12.12.06
Putney West Hill Cyclocross ReportageThis is one of the few 'cross races I've actually done before, it was
two years ago and I did it on the mountain bike, it was a killer
course and it didn't go too terribly wrong, so despite the forecast
for sub-fifty temperatures and rain (or especially because of it) I
set out for Putney Vermont. I arrived just as the C race was going
off, I watched as this poor dude got the hole shot only to trip over
his bike and fall shoulder first into the barriers, completely
destroying his front wheel on the polar opposite side of the course
from the pits, ending his race after just about twenty seconds. Note
to self: unclip your left frickin' foot!
By start time there was still no rain, it was downright
balmy out, not the ideal conditions for the single speed but whatever,
I'll take it, they'll be plenty of time to freeze to death later on in
the season. I squeezed in three pre-laps, the course was even better
than I'd remembered. The start is on an uphill dirt road (not bad for
the S.S.), you hit some pavement then enter the course just before the
first set of double barriers, the uphill road business only happens
the first lap, then it's replaced with the run up from hell (more on
that in a moment), you enter some slippery single track, come into
this really hard to figure out forced run up, basically a muddy lump
broken up by two logs, you loop around the newly expanded
West Hill shop)
(lookin' good guys), hit some more singletrack, drop into the
treacherous downhill which spits you out onto a muddy, rutted
"arrhythm section", then out into a cornfield, which was not as flat
and fast as I recalled, in reality it was soft and kinda slow, just
as the field has sucked away the last bit of your lifeforce you hit
the second set of barriers before the one paved section of the course
which leads up to the loosest, steepest run-up you will likely ever
see (and I speak from experience, I have seen at least FIVE 'cross
courses FIVE!), then you do it again, but it hurts worse.
My start was not my worst, I tried to stay with my single
speed brother Ethan Parsons, he's not really my brother but we share
the same last name and a predilection for pushing one gear, that and
I'm a stinky hippy who goes around calling everyone "brother". He got
a much better start, falling into third wheel as I battled for 20th
going into the cornfield. As usual I spent the entire race playing
catch up, moving from group to group, getting a little gapped on the
one paved section, then making it back up on the run-up. I never did
figure out a graceful way to tackle the weird birch log run-up thing,
but it was a consolation watching the elites do it later on showed me
the only the very best riders like Johs Huseby (the winner of the
day) could do it with any semblance of style.

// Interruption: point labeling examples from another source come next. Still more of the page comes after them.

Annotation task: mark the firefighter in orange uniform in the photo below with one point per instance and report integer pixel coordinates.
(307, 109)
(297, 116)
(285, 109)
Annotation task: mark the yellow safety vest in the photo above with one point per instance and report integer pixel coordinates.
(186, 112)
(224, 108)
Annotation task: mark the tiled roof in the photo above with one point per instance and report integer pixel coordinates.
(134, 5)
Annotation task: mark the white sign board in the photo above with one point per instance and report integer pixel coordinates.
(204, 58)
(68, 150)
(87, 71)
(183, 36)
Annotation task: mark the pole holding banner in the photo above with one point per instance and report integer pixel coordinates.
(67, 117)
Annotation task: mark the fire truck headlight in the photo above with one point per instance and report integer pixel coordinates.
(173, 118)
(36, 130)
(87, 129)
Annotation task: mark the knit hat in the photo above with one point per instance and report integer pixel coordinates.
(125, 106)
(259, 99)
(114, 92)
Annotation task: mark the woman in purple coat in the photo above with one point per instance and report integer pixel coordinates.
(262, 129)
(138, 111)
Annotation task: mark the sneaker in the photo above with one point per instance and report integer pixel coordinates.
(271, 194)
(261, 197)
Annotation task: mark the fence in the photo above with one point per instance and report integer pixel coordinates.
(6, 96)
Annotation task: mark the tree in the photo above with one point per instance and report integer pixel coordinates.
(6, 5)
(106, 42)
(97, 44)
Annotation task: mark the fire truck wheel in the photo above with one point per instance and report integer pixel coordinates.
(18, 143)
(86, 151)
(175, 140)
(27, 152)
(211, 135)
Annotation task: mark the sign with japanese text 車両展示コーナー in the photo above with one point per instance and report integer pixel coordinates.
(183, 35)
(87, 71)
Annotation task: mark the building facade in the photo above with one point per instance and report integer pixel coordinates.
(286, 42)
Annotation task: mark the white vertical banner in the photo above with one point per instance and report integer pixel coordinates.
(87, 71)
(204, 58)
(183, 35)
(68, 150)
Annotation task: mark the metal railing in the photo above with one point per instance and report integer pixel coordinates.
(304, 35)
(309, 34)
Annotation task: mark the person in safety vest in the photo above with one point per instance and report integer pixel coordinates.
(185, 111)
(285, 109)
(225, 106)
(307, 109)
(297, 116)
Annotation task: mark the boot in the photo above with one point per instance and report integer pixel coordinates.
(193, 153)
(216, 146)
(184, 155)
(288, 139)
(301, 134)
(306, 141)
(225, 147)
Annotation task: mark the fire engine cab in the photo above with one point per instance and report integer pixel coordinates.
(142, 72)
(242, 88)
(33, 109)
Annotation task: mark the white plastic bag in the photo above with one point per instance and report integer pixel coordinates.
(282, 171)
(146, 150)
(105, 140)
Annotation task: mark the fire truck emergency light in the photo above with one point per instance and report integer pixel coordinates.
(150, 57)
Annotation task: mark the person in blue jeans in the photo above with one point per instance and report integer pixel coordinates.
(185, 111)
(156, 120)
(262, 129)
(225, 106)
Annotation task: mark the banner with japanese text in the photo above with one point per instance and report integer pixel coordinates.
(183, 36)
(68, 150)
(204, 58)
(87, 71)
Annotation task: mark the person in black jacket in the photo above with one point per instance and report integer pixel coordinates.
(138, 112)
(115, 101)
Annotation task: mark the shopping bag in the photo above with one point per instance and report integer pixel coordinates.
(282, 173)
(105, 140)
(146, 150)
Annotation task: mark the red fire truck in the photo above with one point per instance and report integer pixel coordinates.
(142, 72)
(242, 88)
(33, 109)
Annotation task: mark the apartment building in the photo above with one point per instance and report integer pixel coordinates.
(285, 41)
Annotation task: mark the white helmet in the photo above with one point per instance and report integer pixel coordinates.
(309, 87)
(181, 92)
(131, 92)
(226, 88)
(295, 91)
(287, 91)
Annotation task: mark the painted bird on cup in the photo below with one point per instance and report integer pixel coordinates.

Early in the race I passed a Dartmouth rider sidelined
with a mechanical, he battled back, blowing through groups of riders
like a Buick Skylark with a geriatric driver succumbing to a massive
coronary behind the wheel, his spasming foot mashing down on the
accelerator as he plows through a crowd of shocked pedestrians in an
open air mall. I tacked on as well as I could and hitched a ride into
the top ten. The gearing was feeling spot on, 38 X 17 seems to be the
combination, I only got spun out on the pavement, everywhere else I
was having no trouble keeping up or passing for a change.
The lesson of the day was this: take note of where the lap
counter card is before the race begins and all the blood and oxygen is
diverted from you brain and you devolve into a pair of legs and lungs
with the sole purpose of turning over the pedals as fast and hard as
possible until you crash into a tree or someone tells you to stop. The
fact that I paid no attention to the lap cards until the last lap, and
I mean the last ten seconds of the last lap may have cost me a place
or two, I should have been sprinting it out, not asking the announcer
"how many to go?" as I cruised the last few yards of the race,
watching the guys in my group blast across the line in front of me.
Dumbass!
Even still, it was by far my best 'cross ride, all the
skills I've been working on came together and I felt all natural and
crap out there, I can't wait for Lowell and Plymouth this weekend.